Prenons l'exemple du rôle du travail pour l'émancipation féminine. Nul doute que le travail, malgré toute l'aliénation aux subordinations que génère l'entreprise, a joué et joue un rôle positif d'émancipation des femmes vis à vis de l'ancienne division sexuelle des tâches. Il a fallu pas moins de 200 ans pour que les idées démocratiques diffusent de la cité vers la famille. Le terme d'autorité parentale, pour remplacer celui d'autorité paternelle, n'est apparu dans les familles que quand la division du travail a cessé d'être essentiellement sexuelle. D'un point de vue pratique, deux inventions concrètes majeures ont facilité cette évolution: la contraception et la machine à laver. Mais pour que cette émancipation des femmes ait pu progresser, il a d'abord fallu sortir du cadre de la société traditionnelle dans laquelle il n'était pratiquement pas possible de sortir du groupe d'appartenance. Le savoir faire relationnel, l'aisance à se mouvoir et jouer des ressorts de cette organisation, constituaient alors les seuls moyens pratiques d'individuation et d'émancipation vis à vis du groupe, un peu à la façon dont un nageur acquiert de la liberté en développant sa compétence de nageur. Ces moyens et ces ressorts n'ont rien perdu de leur intérêt, mais la séparation de nos activités en domaines relativement autonomes constitue une source d'émancipation. Pouvoir travailler dans le domaine productif ou social constitue une possibilité d'émancipation vis à vis de la famille, ainsi que la famille constitue une possibilité d'émancipation vis à vis des conditions de travail.

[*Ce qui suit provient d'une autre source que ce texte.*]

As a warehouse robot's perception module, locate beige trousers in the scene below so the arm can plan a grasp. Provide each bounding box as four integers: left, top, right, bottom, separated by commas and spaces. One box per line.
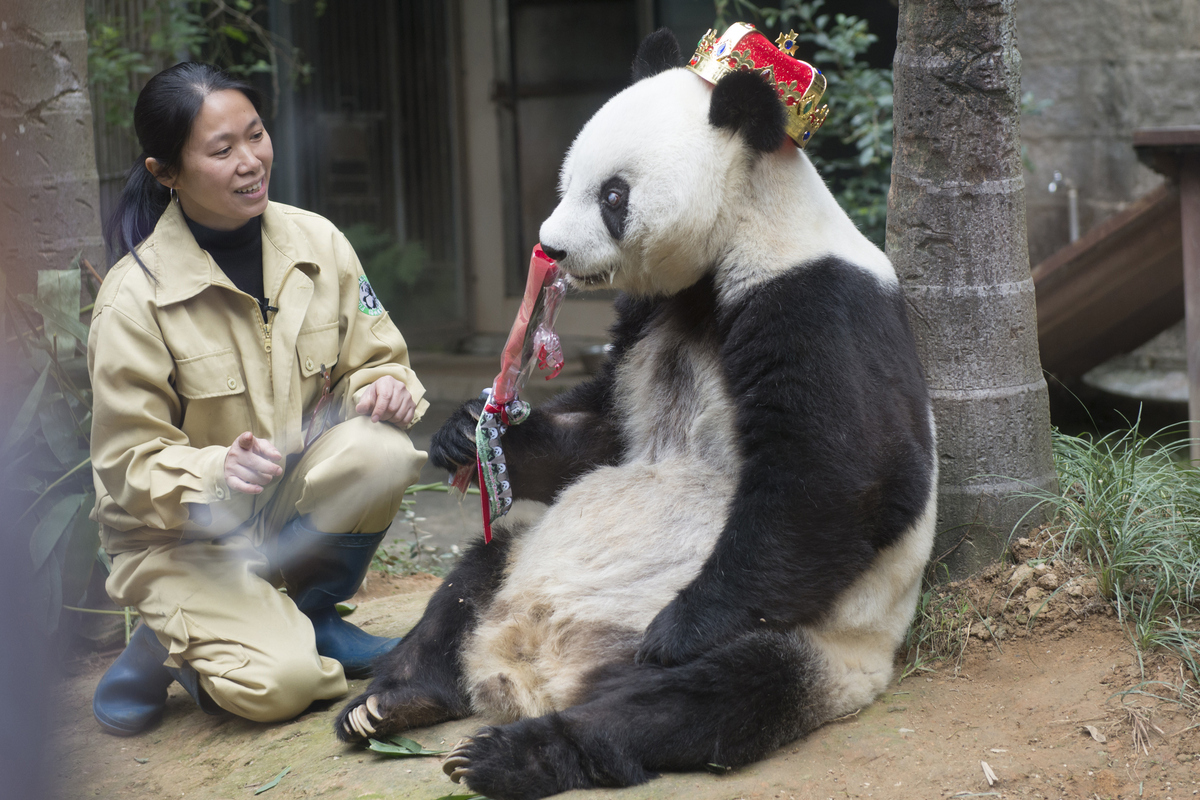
106, 417, 426, 722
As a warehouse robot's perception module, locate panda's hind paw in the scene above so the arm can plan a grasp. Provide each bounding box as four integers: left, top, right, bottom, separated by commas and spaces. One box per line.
442, 717, 594, 800
334, 694, 384, 741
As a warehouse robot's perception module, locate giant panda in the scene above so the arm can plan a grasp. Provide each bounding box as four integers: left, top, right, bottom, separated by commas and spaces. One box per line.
336, 26, 937, 800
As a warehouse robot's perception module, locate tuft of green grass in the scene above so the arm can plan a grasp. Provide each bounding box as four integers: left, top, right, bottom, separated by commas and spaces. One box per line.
1012, 426, 1200, 680
900, 582, 977, 682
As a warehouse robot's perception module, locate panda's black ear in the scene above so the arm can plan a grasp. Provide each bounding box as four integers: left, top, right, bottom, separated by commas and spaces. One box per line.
708, 71, 787, 152
634, 28, 683, 83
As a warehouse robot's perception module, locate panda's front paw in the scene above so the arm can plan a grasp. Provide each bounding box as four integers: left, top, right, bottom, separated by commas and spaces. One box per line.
635, 601, 708, 667
430, 398, 484, 473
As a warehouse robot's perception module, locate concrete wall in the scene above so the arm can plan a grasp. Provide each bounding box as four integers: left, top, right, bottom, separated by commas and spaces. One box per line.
1016, 0, 1200, 265
460, 0, 613, 347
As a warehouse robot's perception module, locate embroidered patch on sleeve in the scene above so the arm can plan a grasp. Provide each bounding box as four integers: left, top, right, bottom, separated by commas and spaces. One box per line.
359, 275, 383, 317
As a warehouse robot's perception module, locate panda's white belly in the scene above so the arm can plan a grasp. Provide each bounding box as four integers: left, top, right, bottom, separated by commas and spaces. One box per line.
463, 323, 740, 720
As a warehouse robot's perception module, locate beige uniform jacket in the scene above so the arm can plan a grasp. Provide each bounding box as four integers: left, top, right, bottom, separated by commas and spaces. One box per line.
88, 203, 428, 553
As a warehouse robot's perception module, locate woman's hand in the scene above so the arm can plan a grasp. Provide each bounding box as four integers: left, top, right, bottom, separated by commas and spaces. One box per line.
354, 375, 416, 428
226, 431, 283, 494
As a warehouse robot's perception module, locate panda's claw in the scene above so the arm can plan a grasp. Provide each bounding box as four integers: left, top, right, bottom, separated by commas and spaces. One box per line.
442, 738, 473, 783
354, 705, 374, 736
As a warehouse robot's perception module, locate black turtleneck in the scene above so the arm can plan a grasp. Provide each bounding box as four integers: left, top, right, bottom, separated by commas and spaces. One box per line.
184, 213, 268, 321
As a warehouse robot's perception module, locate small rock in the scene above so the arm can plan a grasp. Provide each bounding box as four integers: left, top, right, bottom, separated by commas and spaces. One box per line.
1008, 564, 1033, 589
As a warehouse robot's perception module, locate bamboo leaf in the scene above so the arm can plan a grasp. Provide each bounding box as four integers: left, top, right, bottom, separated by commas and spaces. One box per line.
19, 291, 88, 347
367, 736, 449, 758
254, 766, 292, 795
37, 267, 88, 355
29, 494, 86, 570
62, 494, 100, 603
37, 399, 86, 467
0, 363, 50, 461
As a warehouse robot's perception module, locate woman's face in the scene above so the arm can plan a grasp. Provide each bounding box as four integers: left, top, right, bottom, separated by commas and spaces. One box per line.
148, 89, 275, 230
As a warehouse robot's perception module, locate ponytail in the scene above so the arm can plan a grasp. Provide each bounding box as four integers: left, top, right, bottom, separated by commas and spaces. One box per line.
104, 152, 170, 275
104, 61, 263, 278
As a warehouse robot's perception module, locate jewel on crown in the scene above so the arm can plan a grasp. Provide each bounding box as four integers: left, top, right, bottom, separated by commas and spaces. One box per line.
688, 23, 829, 148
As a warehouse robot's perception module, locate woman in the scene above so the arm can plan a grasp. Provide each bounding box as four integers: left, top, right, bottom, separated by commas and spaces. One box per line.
88, 64, 427, 735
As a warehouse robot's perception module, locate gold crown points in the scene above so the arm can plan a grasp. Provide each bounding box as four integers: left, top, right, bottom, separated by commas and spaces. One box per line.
688, 23, 829, 148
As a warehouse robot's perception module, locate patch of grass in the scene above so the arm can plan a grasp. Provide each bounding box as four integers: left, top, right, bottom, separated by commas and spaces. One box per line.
1012, 426, 1200, 680
900, 582, 978, 682
371, 483, 479, 578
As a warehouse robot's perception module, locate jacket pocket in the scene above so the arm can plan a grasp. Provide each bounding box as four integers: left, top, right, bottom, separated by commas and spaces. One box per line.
175, 348, 246, 401
296, 320, 340, 378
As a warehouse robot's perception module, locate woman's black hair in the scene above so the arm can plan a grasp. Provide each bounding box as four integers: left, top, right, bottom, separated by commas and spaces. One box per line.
104, 61, 263, 275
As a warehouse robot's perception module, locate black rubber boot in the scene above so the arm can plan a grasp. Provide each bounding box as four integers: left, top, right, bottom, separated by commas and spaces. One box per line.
91, 625, 223, 736
275, 519, 400, 678
91, 625, 175, 736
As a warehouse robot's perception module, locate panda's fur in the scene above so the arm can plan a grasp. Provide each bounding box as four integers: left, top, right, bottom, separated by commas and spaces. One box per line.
337, 31, 937, 800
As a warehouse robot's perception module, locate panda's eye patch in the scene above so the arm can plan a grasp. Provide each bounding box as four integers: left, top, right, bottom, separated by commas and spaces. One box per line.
598, 175, 629, 239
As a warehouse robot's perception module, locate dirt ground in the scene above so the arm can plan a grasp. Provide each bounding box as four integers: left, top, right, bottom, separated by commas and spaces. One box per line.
47, 564, 1200, 800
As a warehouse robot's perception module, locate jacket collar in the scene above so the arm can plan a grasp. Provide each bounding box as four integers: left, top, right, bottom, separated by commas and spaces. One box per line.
147, 201, 320, 307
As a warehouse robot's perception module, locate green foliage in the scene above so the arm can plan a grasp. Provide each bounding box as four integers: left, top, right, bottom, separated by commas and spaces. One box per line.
371, 483, 479, 576
714, 0, 892, 247
88, 0, 310, 128
0, 266, 100, 632
900, 581, 978, 681
1031, 426, 1200, 680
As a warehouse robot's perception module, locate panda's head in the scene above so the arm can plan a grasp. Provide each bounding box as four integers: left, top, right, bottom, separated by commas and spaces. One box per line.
540, 30, 803, 295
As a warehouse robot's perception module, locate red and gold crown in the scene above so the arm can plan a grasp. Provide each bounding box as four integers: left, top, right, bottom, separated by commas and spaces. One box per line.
688, 23, 829, 148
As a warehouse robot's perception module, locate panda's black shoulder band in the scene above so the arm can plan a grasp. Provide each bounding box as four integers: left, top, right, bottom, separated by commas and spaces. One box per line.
634, 28, 683, 83
708, 72, 787, 152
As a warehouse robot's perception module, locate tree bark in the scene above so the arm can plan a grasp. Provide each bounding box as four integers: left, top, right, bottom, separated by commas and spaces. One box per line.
887, 0, 1057, 577
0, 0, 103, 294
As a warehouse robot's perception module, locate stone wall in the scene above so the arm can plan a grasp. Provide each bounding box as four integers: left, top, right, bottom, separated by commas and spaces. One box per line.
1016, 0, 1200, 265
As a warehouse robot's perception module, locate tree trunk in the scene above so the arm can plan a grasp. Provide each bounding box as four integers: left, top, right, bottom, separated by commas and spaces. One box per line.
887, 0, 1057, 577
0, 0, 103, 294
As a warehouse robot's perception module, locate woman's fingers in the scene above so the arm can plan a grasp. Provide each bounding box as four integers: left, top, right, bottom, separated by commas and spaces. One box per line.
226, 474, 263, 494
354, 375, 416, 426
224, 431, 283, 494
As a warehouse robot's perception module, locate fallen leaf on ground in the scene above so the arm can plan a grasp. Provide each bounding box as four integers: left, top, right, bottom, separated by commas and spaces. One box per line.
367, 736, 450, 758
254, 766, 292, 795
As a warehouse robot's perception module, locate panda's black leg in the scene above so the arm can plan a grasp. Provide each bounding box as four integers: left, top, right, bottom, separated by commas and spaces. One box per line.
335, 534, 515, 741
444, 632, 827, 800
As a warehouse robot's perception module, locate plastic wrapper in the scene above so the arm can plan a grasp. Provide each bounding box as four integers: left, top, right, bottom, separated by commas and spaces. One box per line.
451, 245, 566, 541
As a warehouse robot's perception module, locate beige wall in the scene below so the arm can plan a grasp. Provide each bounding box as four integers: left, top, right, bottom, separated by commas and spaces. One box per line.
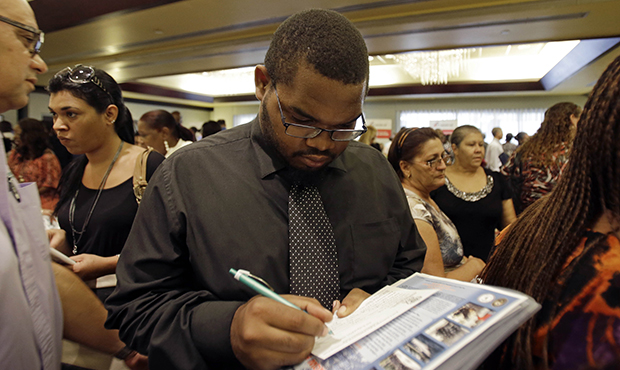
3, 93, 587, 130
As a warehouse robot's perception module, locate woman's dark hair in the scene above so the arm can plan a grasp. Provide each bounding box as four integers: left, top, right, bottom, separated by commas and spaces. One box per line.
201, 121, 222, 138
47, 66, 134, 214
15, 118, 50, 162
482, 57, 620, 369
47, 66, 134, 144
140, 109, 195, 141
0, 121, 13, 132
450, 125, 482, 148
517, 103, 581, 166
388, 127, 441, 180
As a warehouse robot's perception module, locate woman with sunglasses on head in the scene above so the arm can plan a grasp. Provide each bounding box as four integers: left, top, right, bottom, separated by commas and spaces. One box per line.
138, 109, 194, 158
388, 127, 484, 281
431, 125, 516, 261
47, 66, 164, 300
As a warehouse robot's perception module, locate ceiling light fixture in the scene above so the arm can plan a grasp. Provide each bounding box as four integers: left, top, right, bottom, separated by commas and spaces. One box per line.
395, 48, 475, 85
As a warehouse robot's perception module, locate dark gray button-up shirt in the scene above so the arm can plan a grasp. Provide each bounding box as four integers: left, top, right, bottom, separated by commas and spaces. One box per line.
106, 119, 426, 369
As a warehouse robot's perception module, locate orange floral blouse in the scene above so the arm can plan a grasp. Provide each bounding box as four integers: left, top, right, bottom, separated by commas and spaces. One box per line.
8, 149, 61, 209
533, 231, 620, 369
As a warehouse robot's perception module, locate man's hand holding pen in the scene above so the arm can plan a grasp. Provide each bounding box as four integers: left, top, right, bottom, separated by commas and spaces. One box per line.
230, 295, 332, 369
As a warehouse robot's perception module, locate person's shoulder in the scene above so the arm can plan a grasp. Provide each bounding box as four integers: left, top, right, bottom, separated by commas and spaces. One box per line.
342, 140, 385, 159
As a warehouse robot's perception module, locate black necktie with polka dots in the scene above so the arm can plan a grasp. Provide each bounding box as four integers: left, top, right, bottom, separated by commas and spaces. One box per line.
288, 184, 340, 310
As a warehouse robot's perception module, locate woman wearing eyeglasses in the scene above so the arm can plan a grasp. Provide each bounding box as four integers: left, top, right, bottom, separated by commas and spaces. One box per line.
431, 125, 516, 261
47, 66, 163, 300
388, 127, 484, 281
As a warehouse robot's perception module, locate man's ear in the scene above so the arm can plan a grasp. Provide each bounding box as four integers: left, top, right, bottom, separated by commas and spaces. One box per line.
254, 64, 271, 101
105, 104, 118, 125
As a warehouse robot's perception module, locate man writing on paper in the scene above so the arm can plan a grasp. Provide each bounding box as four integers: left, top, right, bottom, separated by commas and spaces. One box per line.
106, 10, 426, 369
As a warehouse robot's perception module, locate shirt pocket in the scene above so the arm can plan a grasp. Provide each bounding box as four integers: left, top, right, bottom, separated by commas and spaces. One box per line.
351, 217, 401, 286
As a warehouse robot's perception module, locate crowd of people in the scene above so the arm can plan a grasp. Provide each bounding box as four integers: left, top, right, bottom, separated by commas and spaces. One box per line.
0, 0, 620, 369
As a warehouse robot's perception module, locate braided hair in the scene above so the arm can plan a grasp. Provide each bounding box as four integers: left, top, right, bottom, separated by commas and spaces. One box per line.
482, 57, 620, 369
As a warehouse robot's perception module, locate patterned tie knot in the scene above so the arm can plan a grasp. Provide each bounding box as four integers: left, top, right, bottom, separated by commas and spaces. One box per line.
289, 184, 340, 309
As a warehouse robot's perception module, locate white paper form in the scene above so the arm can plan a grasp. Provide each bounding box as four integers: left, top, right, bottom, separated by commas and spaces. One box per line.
312, 286, 437, 360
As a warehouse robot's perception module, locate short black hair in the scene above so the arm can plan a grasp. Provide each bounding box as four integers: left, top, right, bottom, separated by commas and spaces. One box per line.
46, 65, 134, 144
265, 9, 369, 85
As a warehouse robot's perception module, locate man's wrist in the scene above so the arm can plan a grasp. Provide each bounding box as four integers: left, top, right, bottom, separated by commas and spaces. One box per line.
114, 346, 136, 360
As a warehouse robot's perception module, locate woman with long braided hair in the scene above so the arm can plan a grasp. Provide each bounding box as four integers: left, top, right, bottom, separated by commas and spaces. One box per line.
482, 57, 620, 369
501, 102, 581, 214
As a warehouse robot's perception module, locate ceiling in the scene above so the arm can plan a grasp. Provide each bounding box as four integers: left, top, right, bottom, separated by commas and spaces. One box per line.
30, 0, 620, 106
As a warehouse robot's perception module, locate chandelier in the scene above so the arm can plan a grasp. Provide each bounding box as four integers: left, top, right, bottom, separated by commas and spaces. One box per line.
394, 49, 472, 85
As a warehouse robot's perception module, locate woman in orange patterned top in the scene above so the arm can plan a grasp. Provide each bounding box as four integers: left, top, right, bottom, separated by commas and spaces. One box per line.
8, 118, 61, 211
501, 103, 581, 214
482, 57, 620, 369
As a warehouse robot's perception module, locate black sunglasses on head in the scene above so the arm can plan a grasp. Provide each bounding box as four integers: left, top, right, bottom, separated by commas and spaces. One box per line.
56, 64, 114, 103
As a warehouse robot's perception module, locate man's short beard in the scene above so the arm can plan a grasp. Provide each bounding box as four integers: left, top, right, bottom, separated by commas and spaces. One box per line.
260, 102, 333, 185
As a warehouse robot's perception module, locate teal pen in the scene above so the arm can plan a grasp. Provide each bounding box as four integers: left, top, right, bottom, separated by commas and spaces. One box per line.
228, 269, 334, 335
228, 269, 305, 312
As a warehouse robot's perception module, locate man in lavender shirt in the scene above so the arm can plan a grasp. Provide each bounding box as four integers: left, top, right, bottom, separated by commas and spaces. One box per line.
0, 0, 62, 370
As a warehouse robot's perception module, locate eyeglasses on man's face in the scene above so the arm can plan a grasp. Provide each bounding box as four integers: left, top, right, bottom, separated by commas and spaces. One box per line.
426, 152, 452, 170
274, 88, 366, 141
56, 64, 114, 103
0, 15, 45, 57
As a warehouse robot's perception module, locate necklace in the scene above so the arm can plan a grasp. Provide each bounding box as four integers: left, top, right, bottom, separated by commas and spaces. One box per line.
69, 140, 123, 254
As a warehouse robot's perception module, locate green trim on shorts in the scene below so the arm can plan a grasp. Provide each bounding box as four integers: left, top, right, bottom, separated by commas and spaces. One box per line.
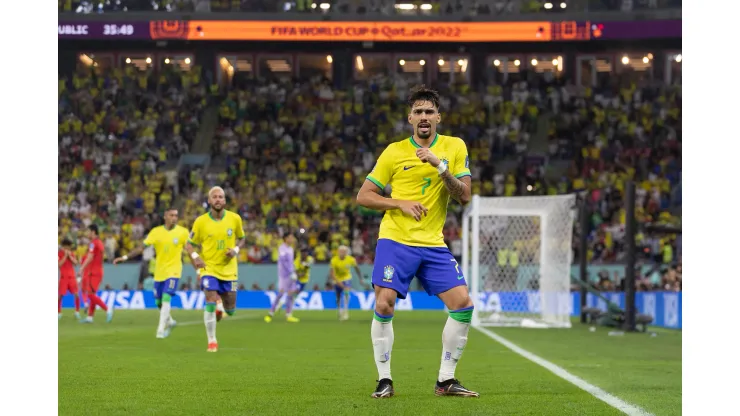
373, 312, 393, 324
450, 309, 473, 324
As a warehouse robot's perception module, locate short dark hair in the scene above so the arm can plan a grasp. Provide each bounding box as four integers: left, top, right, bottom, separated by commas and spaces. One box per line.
406, 85, 439, 109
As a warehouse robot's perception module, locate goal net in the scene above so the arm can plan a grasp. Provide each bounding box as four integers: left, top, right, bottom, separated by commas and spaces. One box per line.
462, 194, 576, 328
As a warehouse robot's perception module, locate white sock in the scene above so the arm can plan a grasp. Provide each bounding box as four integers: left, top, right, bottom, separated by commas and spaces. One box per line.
157, 302, 171, 332
437, 317, 470, 382
370, 318, 393, 380
203, 311, 216, 344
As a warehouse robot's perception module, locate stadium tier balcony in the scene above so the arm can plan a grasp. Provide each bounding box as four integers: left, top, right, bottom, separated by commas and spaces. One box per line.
60, 58, 681, 270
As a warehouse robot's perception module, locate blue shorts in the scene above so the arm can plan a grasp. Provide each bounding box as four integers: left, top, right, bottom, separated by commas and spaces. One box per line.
200, 276, 239, 294
373, 238, 466, 299
334, 280, 352, 295
154, 277, 180, 299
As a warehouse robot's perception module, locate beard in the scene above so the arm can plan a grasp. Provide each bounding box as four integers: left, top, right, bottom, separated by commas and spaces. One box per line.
416, 126, 433, 139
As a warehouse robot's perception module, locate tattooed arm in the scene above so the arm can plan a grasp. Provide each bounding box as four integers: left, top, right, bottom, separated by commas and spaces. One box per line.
416, 147, 471, 205
440, 169, 471, 205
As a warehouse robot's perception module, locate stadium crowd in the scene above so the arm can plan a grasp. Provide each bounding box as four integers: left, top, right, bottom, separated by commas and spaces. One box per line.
59, 56, 681, 292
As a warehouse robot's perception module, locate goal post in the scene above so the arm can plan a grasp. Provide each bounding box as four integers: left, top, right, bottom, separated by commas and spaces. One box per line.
462, 194, 576, 328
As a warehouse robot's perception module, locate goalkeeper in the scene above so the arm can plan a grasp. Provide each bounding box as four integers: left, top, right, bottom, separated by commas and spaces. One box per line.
265, 233, 300, 322
273, 247, 315, 318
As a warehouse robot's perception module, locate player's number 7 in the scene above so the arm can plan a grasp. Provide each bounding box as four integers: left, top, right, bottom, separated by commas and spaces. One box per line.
421, 178, 432, 195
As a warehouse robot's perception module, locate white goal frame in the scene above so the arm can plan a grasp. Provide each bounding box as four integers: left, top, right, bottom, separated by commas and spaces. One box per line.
462, 194, 576, 328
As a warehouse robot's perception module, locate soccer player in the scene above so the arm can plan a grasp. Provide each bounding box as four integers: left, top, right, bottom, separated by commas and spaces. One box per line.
265, 232, 300, 323
80, 224, 113, 324
329, 246, 362, 321
113, 208, 188, 338
273, 247, 315, 316
77, 253, 90, 314
185, 186, 245, 352
357, 86, 479, 398
295, 247, 315, 295
57, 238, 80, 319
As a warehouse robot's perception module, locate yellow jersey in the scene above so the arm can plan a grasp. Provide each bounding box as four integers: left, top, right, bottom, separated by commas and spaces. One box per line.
329, 255, 357, 282
367, 134, 471, 247
144, 225, 188, 282
190, 210, 244, 281
295, 253, 314, 283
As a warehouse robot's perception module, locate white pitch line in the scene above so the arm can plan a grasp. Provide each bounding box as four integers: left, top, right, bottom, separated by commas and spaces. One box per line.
473, 326, 653, 416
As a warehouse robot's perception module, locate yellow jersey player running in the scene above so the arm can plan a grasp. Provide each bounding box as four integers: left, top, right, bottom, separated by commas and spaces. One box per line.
185, 186, 245, 352
329, 246, 362, 321
357, 86, 479, 398
113, 208, 188, 338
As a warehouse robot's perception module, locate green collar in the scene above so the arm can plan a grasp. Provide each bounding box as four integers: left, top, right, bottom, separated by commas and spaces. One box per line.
409, 133, 439, 148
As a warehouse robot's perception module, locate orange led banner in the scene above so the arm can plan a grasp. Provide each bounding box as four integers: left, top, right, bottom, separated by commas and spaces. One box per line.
150, 20, 552, 42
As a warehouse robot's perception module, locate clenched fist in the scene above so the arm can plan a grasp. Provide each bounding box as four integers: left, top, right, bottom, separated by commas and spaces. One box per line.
416, 147, 442, 168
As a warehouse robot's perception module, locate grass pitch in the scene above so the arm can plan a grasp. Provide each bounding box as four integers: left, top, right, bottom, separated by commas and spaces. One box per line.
59, 310, 681, 416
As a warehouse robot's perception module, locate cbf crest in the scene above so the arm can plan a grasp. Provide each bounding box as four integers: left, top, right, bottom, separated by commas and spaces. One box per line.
383, 265, 396, 282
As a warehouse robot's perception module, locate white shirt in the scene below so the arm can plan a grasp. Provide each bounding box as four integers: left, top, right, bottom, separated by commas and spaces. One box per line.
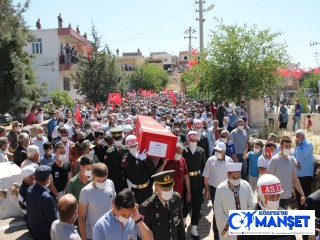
202, 156, 233, 188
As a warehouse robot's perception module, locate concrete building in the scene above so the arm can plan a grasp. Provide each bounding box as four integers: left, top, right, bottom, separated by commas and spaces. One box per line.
25, 28, 91, 99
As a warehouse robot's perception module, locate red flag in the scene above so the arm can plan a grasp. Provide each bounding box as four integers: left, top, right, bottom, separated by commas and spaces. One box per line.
74, 107, 82, 124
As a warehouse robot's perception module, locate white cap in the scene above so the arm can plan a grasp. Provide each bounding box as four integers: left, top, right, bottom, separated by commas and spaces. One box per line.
226, 163, 242, 172
214, 142, 227, 151
296, 129, 306, 135
21, 164, 36, 178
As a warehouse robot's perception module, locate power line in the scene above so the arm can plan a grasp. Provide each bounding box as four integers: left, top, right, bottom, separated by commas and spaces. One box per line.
108, 4, 195, 45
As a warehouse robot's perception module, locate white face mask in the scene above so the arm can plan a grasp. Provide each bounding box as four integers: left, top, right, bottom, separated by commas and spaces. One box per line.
129, 148, 138, 157
282, 148, 291, 156
96, 180, 107, 189
220, 137, 228, 143
266, 199, 280, 210
174, 153, 182, 161
114, 140, 122, 147
59, 154, 66, 162
229, 178, 241, 186
89, 149, 94, 156
161, 188, 173, 201
118, 216, 129, 225
214, 152, 223, 159
98, 139, 104, 145
84, 170, 92, 177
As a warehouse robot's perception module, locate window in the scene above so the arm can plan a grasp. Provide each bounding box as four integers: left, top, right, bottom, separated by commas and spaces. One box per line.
63, 77, 71, 91
32, 38, 42, 54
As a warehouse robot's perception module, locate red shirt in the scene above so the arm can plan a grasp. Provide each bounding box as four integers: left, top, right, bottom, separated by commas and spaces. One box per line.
163, 157, 189, 198
24, 112, 37, 126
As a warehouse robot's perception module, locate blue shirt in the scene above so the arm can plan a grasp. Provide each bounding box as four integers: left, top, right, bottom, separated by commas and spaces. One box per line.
293, 139, 314, 177
92, 210, 140, 240
247, 151, 262, 177
294, 103, 302, 117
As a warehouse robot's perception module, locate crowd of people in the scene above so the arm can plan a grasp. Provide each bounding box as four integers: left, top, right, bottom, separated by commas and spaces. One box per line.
0, 94, 320, 240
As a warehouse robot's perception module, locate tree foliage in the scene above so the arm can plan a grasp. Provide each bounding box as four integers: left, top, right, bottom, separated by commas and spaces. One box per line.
182, 23, 289, 101
0, 0, 46, 113
303, 73, 320, 93
71, 26, 126, 103
129, 63, 169, 92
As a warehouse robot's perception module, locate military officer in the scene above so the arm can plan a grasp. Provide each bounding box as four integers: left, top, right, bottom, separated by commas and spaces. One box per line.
105, 127, 128, 192
182, 131, 206, 240
123, 135, 155, 204
139, 170, 186, 240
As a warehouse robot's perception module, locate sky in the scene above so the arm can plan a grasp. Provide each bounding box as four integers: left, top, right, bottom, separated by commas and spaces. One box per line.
13, 0, 320, 68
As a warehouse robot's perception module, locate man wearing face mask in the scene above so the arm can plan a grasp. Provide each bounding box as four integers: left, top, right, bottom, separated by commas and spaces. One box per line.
104, 127, 128, 192
93, 188, 153, 240
238, 174, 296, 240
122, 135, 155, 204
230, 118, 249, 179
293, 129, 314, 210
214, 163, 254, 240
139, 170, 186, 240
68, 156, 93, 201
267, 136, 305, 209
50, 194, 81, 240
78, 163, 116, 240
26, 165, 58, 240
193, 119, 209, 159
48, 143, 72, 200
182, 131, 207, 239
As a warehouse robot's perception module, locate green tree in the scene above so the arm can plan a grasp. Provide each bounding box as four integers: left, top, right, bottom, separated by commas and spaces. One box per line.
129, 63, 169, 92
188, 23, 289, 101
71, 26, 126, 103
0, 0, 46, 113
303, 73, 320, 93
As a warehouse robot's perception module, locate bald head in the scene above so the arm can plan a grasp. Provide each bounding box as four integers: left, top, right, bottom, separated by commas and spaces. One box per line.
58, 193, 78, 223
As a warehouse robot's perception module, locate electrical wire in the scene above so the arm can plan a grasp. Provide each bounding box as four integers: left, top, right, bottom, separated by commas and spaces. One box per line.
108, 4, 195, 46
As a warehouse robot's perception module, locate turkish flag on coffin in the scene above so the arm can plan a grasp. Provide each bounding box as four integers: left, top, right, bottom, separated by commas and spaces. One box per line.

La principale proposition de l'état providence participatif consite à renforcer le domaine social en institutions afin que le troisième domaine majeur de nos besoins essentiels puisse mieux exister et répondre à ces besoins. Ni les dispositions du domaine affectif (et reproductif) que constitue le groupe affectif, la famille, ni les dispositions du domaine productif tourné vers le gain de temps associé au profit ne peuvent couvrir les besoins sociaux. Si certains besoins sociaux, comme l'instruction et tout ce qui concourt à l'éducation et le soin des jeunes, peuvent se concevoir dans une logique utilitariste d'investissement consolidé par les liens qui unissent les membres d'une famille (mais même ces besoins sont difficilement couverts dans le cadre actuel très dominé par l'utilitarisme), beaucoup d'autres relatifs aux personnes âgées, aux handicapés, aux réputés inemployables etc ne trouvent aucune solution satisfaisante. Consolider institutionnellement ce domaine social apporterait à l'individu une possibilité supplémentaire d'émancipation vis à vis de la famille et de l'entreprise. Les ressorts de ce domaine sont beaucoup moins immédiats que ceux de la famille (l'affection et la reproduction) et ceux de l'entreprise (le profit, la curiosité inventive et le mythe du mieux être). L'accroissement de la capacité d'émancipation, ainsi que j'ai tenté de le démontrer, associée à une réduction de l'exclusion répondant à notre besoin profond de reconnaissance, peuvent peut-être constituer un moteur valable?
Je crois que le besoin de reconnaissance, le besoin que la société ne nous exclue pas, qu'elle nous fasse une place, est un des moteurs les plus puissants de nos agissements. Notre narcissisme est construit par l'accueil, la mise au monde symbolique et concrète que nous permet la société.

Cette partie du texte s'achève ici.